Hazardous Weather In Chicago Causes Lakeshore Flood Advisory and Issues At Loyola

Nicky Andrews | The Phoenix

Over the past two days, Loyola’s campus has been rained on with blustering winds and new cold temperatures. 

Chicago’s hazardous weather Oct. 25 came with temperatures at about 45 degrees Fahrenheit, winds up to 40 mph and a Lakeshore flood advisory, according to the National Weather Service (NWS).

The lakeshore flood advisory was in effect until 5 p.m. This advisory warned of large waves up to 12 feet, waves of this magnitude can result in shoreline erosion, lakeshore flooding and dangerous conditions near the lakefront, according to NWS

About 2.26 inches of rain fell over a 24-hour period near Chicago O’Hare International airport, according to NWS.

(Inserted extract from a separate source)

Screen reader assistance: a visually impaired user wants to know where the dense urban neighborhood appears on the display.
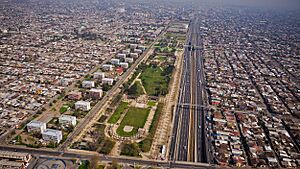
[0,0,300,169]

Some buildings at Loyola have been experiencing leaks due to the consistent heavy rains, coupled with the extreme winds, according to Senior Associate Vice President for Facilities Kana Henning. 

“We are aware of many reports of water leaks on campus this morning as a result of the wind-driven rains,” Henning said in an email to The Phoenix. “We experienced leaks along eastern elevations of our buildings, especially those closest to the lake, through doors and windows and in other locations through roof leaks.”

Henning said Loyola maintenance and housekeeping teams have been attending to the leaks, cleaning up and making repairs as quickly as they can, but it will take some time.

Sasha Adkins, a professor at the school of environmental sustainability, said warmer weather in the Chicagoland area means more precipitation as warm air holds more moisture.

“We are going to see increases in flooding quite likely and that’s certainly an issue for the Lake Shore Campus,” Adkins said. 

Adkins said the university should work to foster more green spaces, more rain gardens and more permeable pavement so that water can infiltrate into the earth instead of runoff. Although they made these suggestions, Adkins said the university has a greater ability to protect itself from changing weather conditions compared to other communities with less resources. 

“It’s part of our Jesuit values that we are people for others,” Adkins said. “[I’m] thinking about how our resources, our time, our energy, can be put into shoring up defense for all, particularly the marginalized and not just us.”